Marvin Chandra Wijaya 

Computer Engineering Department, Maranatha Christian University, Jl. Suria Sumantri 65, Bandung 40164, Indonesia

Corresponding Author Email: 
marvin.cw@eng.maranatha.edu
Page: 
413-418
|
DOI: 
https://doi.org/10.18280/ria.340405
Received: 
26 May 2020
|
Accepted: 
19 July 2020
|
Published: 
30 September 2020
| Citation

OPEN ACCESS

Abstract: 

Course Timetabling is to combine the components of teachers, students, subjects, and time. The schedule consists of days on the horizontal axis and time of the clock on the vertical axis. The best first search algorithm is an algorithm to find a solution from existing nodes. Nodes can be various types of problems. In this case, the node is a two-dimensional schedule. In course timetabling there are several constraints or called heuristic functions that must be calculated. The Heuristic function consists of two parts. The first part is a constraint that must be fulfilled (Hard Constraint). There is a schedule of conflicts of the demands of the teacher cannot teach at a certain time. The second part is a constraint which is an optimization to make the search results better in heuristic value (Soft Constraint). Student schedules and teachers are worked out sequentially so students do not wait too long. Best First Search algorithm is designed in two stages. The first step is to find the first heuristic value that must be fulfilled. The second step is to find the second heuristic value.

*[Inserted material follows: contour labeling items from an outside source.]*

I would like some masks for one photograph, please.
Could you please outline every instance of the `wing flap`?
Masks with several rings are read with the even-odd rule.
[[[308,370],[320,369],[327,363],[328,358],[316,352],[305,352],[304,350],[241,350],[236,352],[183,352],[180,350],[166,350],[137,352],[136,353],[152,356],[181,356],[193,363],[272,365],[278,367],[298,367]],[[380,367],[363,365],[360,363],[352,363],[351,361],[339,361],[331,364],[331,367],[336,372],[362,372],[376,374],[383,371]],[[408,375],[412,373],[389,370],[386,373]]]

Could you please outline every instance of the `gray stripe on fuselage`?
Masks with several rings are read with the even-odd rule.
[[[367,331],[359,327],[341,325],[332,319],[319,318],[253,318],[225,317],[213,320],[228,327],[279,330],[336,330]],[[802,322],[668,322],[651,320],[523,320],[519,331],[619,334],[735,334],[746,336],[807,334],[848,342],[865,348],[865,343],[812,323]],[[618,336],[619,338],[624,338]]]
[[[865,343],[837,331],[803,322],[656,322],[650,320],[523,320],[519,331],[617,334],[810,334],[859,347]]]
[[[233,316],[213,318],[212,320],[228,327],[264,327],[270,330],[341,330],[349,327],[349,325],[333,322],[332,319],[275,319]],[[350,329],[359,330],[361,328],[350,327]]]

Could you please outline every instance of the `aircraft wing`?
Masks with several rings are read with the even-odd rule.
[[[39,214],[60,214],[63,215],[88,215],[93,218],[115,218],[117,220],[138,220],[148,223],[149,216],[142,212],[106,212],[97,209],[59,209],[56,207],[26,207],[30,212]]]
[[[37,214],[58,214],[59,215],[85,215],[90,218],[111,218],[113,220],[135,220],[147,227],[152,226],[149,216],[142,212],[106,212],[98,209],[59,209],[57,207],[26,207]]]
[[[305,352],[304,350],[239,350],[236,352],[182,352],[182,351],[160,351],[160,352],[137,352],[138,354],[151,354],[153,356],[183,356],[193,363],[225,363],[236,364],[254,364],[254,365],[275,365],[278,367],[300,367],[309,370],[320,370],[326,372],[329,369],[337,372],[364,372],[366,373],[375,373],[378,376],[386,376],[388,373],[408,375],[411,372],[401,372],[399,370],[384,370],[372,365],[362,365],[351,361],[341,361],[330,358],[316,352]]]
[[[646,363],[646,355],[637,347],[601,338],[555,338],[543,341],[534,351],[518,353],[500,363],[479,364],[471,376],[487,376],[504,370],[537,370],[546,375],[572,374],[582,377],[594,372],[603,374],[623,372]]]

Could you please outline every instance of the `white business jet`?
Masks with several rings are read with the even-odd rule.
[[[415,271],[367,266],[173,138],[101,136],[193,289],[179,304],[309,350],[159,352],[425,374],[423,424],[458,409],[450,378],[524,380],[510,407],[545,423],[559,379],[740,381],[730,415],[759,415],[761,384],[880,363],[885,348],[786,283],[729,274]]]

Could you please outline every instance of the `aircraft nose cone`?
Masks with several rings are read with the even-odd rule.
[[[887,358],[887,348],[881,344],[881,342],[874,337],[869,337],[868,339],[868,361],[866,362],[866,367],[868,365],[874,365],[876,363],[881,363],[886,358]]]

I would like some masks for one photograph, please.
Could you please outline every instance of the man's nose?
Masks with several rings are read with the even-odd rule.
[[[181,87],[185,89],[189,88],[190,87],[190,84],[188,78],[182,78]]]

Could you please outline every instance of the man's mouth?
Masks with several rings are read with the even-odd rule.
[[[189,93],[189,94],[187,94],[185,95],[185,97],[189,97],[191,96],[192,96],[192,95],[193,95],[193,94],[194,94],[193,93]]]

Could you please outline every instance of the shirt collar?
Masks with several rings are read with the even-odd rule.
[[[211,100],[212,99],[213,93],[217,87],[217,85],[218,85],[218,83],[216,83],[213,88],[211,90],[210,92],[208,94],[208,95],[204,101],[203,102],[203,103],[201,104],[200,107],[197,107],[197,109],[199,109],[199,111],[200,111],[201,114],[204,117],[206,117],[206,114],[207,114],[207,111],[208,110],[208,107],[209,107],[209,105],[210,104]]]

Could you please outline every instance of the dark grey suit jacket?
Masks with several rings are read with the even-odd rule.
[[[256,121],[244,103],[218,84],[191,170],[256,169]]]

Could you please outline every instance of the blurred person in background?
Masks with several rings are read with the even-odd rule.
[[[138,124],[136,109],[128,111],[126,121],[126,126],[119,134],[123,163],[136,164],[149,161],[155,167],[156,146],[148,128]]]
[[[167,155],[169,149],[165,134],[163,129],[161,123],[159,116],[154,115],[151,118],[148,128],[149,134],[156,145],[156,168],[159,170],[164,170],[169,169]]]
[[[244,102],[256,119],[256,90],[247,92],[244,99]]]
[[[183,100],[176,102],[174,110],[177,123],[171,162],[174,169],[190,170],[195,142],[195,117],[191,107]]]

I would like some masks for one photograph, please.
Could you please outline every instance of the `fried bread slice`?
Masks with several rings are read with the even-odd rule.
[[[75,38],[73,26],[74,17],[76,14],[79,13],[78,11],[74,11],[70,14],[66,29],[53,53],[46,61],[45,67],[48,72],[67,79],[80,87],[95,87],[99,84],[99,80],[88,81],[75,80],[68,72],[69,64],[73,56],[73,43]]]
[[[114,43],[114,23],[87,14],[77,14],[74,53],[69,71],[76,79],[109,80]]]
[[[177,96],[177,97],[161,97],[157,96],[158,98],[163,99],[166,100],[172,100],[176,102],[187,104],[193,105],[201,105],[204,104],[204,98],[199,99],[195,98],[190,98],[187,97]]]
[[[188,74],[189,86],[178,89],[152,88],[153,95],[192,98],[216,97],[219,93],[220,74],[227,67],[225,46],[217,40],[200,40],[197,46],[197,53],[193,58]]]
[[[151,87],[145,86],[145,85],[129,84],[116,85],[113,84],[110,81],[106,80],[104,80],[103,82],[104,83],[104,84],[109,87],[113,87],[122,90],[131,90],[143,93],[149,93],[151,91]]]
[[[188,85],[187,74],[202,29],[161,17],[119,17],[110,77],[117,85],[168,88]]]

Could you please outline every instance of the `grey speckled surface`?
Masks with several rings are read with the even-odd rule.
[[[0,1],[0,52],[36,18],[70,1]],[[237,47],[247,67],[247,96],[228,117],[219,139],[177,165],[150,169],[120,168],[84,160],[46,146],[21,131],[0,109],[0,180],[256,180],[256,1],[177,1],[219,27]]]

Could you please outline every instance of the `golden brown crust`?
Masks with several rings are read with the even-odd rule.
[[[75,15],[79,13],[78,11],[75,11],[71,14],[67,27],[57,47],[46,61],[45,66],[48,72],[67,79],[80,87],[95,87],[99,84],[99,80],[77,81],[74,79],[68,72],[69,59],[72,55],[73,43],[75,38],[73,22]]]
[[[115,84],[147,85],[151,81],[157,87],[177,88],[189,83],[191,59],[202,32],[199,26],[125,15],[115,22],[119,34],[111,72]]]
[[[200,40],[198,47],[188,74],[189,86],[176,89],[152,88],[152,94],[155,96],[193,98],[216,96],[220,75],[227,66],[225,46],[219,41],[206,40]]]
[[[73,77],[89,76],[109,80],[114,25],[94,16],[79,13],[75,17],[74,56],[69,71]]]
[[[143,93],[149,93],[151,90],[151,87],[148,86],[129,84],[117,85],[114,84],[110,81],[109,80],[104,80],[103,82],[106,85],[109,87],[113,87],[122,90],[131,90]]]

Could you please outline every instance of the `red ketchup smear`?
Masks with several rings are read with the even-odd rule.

The quality of the solution obtained is between 40% -75%. The significance of this research is that dividing the Best First Search algorithm into two stages yields advantages in terms of meeting hard constraints and the time needed to process the algorithm better.

Keywords: 

timetabling, best first search, hard constraint, soft constraint

1. Introduction

Timetabling problems can be defined as assigning a set of class courses into a limited number of periods, subjects, teacher's time, and student's time. The complexities and the challenges of the timetabling process showed by timetabling problems arise from the fact that a large of constraints and some of which contradict with each other [1].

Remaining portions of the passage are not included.